Mastigonemes are lateral "hairs" that attach to protistan flagella. Flimsy hairs attach to the flagella of euglenid flagellates, while stiff hairs occur in stramenopile and cryptophyte protists.[1] Stramenopile hairs are approximately 15 nm in diameter, and usually consist of flexible basal part that inserts into the cell membrane, a tubular shaft that itself terminates in smaller "hairs". They reverse the thrust caused when a flagellum beats. The consequence is that the cell is drawn into the water and particles of food are drawn to the surface of heterotrophic species.
Typology of flagella with hairs:[2][3][4][5][6]
- whiplash flagella (= smooth, acronematic flagella): without hairs but may have extensions , e.g., in Opisthokonta
- hairy flagella (= tinsel, flimmer, pleuronematic flagella): with hairs (= mastigonemes sensu lato), divided in:
- with fine hairs (= non tubular, or simple hairs): occurs in Euglenophyceae, Dinoflagellata, some Haptophyceae (Pavlovales)
- with stiff hairs (= tubular hairs, retronemes, mastigonemes sensu stricto), divided in:
- bipartite hairs: with two regions.

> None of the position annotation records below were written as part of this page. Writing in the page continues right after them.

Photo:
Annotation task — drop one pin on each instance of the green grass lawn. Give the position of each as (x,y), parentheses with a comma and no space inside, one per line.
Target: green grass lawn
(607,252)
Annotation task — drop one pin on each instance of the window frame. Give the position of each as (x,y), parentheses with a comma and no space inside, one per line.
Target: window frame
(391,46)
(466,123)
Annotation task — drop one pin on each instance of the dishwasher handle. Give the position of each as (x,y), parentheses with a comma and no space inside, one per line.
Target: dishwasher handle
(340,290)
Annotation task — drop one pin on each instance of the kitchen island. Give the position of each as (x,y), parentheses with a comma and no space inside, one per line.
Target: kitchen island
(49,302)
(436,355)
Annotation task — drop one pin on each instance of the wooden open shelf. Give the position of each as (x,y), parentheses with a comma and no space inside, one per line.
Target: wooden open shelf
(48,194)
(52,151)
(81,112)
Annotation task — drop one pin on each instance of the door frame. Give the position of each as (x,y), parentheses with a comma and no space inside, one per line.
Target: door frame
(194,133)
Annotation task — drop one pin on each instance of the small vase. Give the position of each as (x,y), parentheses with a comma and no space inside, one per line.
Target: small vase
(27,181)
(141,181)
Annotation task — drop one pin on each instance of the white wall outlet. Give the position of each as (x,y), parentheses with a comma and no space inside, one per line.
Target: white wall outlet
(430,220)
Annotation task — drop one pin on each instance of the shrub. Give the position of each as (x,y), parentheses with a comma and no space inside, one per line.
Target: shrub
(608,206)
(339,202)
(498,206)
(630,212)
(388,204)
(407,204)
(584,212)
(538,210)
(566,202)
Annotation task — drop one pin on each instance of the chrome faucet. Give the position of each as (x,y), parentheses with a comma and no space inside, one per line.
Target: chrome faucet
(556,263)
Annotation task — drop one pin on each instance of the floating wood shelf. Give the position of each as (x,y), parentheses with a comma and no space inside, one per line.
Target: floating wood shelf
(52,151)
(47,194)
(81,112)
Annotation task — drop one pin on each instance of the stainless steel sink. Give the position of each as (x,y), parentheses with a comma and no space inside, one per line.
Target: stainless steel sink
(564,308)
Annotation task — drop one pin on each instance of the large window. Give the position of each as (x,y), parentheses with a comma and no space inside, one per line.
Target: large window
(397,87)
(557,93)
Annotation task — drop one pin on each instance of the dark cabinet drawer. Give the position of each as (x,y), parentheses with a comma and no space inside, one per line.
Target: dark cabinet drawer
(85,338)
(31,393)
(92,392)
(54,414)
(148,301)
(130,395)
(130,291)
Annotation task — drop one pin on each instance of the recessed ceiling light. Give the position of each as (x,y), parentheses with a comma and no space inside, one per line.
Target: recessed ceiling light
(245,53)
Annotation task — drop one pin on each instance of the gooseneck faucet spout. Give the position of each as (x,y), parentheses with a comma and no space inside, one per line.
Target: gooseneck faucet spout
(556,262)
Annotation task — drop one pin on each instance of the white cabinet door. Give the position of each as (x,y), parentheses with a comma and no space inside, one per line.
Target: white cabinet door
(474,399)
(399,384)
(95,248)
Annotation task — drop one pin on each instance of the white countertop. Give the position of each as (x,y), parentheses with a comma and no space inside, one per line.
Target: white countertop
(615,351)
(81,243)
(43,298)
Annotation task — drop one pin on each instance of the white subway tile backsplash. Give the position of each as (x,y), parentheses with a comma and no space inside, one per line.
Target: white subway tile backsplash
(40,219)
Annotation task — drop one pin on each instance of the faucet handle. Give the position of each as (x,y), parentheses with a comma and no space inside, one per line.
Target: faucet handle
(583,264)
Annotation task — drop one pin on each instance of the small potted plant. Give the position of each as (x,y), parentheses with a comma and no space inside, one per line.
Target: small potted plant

Occurs in Cryptophyceae, Prasinophyceae, and some Heterokonta
- tripartite (= straminipilous) hairs: with three regions (a base, a tubular shaft, and one or more terminal hairs). Occurs in most Heterokonta/Stramenopiles
Observations of mastigonemes using light microscopy dates from the nineteenth century.[7][8][9][10][11] Considered artifacts by some, their existence would be confirmed with electron microscopy.[12][13]